# Mensaje al bootear: waiting to uevents to be processed.

## manara39

Ayer instalé el sistema base y me encontré que faltaban los locales, el reloj, el idioma, red, etc.

Después de corregir estos problemas (incluido el fstab), me voy a compilar el núcleo y descubro que no está en su lugar.

Hago emerge gentoo-sources y vuelvo a hacer el proceso en el que me había olvidado de montar boot y copiar allí el kernel.

Hoy configuro el núcleo para X y para tarjeta nvidia y todo parece estar bien pero al rebootear aparece:

waiting to uevents to be processed

Leí en el foro en inglés que hay problemas con udev y quisiera consultarlos por eso.

Necesito su ayuda, linuxeros, soy bastante nuevo en esto aunque ya reinstalé gentoo 4 veces (2 de ellas con éxito).

Saludos, desde Argentina.

----------

## quilosaq

¡Hola!

Dinos que hardware de video tienes:

```
/usr/sbin/lspci | grep VGA
```

 *manara39 wrote:*   

> Leí en el foro en inglés que hay problemas con udev y quisiera consultarlos por eso.

 

¿Puedes poner algún enlace sobre esto?

----------

## manara39

01:00.0 VGA compatible controller: NVIDIA Corporation GT218 [GeForce 210] (rev a2)
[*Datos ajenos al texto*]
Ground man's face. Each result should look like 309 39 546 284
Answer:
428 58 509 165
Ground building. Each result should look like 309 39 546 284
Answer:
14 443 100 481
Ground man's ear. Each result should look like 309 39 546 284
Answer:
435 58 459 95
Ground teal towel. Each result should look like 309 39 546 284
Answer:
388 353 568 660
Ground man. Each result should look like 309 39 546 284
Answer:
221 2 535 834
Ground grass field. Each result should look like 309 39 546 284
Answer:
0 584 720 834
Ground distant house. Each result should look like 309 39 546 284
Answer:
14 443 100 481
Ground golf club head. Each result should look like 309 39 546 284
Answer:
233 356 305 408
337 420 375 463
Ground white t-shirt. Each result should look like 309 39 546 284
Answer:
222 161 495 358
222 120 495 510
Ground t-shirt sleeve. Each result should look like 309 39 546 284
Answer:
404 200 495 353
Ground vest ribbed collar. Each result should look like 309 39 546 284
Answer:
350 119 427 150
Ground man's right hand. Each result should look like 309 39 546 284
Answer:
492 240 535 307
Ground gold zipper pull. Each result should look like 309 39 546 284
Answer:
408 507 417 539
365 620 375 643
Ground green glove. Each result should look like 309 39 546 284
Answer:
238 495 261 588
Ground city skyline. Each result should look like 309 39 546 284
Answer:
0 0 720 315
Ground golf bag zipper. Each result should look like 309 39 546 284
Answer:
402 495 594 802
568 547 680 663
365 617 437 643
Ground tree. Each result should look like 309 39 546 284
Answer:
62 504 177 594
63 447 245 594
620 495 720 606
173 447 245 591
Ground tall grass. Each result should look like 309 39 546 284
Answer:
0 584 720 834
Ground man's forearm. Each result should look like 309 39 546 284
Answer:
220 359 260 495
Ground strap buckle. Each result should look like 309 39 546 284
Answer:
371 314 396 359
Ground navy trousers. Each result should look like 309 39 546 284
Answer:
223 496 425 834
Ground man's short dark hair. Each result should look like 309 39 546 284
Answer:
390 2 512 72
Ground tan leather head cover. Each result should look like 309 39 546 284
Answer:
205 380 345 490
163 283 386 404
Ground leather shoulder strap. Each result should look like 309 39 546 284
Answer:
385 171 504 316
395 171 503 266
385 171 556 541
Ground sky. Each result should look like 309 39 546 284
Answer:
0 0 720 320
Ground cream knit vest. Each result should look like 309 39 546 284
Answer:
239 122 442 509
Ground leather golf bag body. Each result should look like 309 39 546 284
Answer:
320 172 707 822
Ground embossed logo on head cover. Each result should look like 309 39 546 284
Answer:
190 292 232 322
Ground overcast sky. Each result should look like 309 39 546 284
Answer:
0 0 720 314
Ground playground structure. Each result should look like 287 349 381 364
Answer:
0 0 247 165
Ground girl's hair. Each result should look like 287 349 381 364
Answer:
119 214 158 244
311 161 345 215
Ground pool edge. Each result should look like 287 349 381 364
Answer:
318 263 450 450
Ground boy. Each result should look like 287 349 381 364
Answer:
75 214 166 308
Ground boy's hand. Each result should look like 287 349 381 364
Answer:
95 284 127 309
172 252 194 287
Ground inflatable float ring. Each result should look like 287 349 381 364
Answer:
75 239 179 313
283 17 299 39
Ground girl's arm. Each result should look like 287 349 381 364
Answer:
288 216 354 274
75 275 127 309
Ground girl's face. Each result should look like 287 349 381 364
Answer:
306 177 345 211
También, por desesperación, eliminé udev del init.d y ahora no tengo internet, trato de instalar desde linux mint a través del chroot pero cuando quiero agregarlo al init.d me dice que no existe.
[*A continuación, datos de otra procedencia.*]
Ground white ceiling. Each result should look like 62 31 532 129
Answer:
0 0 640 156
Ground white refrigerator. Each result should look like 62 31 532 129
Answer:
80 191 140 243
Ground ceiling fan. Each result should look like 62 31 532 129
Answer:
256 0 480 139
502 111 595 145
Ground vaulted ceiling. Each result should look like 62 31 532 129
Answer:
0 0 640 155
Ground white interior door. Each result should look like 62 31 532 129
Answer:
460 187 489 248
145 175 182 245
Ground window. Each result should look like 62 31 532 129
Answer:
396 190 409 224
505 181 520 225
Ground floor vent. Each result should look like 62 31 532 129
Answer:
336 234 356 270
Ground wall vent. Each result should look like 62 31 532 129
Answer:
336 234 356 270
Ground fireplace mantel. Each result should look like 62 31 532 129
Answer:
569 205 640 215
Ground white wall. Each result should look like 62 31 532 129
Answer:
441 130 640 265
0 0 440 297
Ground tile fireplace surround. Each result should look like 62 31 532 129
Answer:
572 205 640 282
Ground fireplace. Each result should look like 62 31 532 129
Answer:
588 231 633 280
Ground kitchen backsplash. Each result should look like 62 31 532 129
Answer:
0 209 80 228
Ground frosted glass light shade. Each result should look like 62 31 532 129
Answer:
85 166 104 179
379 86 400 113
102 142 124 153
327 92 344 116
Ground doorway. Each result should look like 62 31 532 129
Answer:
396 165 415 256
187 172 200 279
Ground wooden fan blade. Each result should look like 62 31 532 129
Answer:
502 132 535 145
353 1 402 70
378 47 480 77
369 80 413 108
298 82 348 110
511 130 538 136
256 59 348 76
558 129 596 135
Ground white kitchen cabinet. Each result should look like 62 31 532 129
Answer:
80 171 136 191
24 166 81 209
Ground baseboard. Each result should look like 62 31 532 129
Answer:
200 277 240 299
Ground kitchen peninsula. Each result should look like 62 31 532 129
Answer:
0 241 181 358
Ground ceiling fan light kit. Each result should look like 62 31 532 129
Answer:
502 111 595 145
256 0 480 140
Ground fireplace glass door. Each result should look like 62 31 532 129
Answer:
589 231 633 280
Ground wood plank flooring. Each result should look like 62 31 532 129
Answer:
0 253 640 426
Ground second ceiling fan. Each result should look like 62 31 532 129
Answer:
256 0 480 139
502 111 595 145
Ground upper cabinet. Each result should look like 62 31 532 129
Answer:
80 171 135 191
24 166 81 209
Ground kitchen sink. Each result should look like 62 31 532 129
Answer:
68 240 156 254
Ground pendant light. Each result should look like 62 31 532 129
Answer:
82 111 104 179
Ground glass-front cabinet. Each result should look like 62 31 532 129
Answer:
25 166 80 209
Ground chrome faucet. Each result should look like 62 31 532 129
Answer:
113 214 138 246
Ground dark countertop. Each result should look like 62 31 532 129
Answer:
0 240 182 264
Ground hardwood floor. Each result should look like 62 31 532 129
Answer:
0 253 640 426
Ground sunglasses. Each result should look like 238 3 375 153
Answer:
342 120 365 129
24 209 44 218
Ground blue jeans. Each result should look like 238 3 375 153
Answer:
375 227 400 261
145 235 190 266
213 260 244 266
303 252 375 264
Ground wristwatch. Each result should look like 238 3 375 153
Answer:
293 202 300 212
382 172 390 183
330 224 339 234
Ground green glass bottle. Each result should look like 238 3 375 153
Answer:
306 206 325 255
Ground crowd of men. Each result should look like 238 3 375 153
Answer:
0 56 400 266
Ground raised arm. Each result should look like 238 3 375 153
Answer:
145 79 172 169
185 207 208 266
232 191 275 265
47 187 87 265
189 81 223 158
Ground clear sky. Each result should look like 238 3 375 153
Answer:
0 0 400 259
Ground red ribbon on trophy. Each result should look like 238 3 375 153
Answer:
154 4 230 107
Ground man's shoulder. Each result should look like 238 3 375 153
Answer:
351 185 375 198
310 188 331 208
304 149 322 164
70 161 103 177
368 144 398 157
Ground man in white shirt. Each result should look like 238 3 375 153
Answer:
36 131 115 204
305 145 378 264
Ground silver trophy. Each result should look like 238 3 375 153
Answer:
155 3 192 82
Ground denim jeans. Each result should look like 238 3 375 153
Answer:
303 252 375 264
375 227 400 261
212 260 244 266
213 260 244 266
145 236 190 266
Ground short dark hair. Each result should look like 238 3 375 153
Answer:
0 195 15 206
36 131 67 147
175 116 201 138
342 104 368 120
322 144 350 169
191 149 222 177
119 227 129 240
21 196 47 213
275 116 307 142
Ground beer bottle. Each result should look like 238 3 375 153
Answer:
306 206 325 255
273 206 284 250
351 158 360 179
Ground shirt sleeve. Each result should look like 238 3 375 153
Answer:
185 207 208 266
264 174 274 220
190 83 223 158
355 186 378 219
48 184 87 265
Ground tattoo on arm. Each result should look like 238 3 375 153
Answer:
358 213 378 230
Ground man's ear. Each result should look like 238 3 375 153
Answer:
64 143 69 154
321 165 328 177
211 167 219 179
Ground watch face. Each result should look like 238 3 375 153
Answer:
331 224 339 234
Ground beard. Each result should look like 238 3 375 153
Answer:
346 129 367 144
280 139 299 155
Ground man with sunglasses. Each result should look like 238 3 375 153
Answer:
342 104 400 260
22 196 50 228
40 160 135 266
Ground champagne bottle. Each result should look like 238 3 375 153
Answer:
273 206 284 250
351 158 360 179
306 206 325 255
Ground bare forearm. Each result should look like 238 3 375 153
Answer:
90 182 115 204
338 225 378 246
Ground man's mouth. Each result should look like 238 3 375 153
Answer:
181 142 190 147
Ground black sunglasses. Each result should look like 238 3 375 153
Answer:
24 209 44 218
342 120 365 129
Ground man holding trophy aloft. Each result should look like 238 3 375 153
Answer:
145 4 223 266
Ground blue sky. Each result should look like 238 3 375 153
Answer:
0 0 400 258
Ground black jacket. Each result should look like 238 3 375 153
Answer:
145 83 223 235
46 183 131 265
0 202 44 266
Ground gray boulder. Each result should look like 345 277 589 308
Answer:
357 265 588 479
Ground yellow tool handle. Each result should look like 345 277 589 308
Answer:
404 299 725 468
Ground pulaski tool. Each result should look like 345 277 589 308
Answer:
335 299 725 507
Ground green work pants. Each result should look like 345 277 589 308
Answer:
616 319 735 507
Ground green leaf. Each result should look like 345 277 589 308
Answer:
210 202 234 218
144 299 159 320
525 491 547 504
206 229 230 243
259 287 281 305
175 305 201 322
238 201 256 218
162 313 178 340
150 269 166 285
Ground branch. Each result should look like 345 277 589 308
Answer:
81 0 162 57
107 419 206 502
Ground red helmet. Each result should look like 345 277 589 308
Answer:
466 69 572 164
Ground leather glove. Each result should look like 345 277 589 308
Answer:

También hay errores con Xorg pero ahora no se donde ubicar el log.

Gracias por la ayuda.

----------

## quilosaq

 *Quote:*   

> 01:00.0 VGA compatible controller: NVIDIA Corporation GT218 [GeForce 210] (rev a2) 

 Si estás intentando utilizar el driver privativo de nVidia, te aconsejo que pruebes a usar el driver libre nouveau para ver si esa es la causa del mensaje que te aparece.

 *manara39 wrote:*   

> También, por desesperación, eliminé udev del init.d y ahora no tengo internet, trato de instalar desde linux mint a través del chroot pero cuando quiero agregarlo al init.d me dice que no existe.
> 
> También hay errores con Xorg pero ahora no se donde ubicar el log. 

 Esto me desconcierta. Estoy entendiendo que tu gentoo no arranca. Si es así, ¿cómo puedes saber si tienes o no internet o si hay errores con Xorg?

----------

## manara39

Amigo:

Ya llevo dos instalaciones en 3 días y las he hecho casi iguales.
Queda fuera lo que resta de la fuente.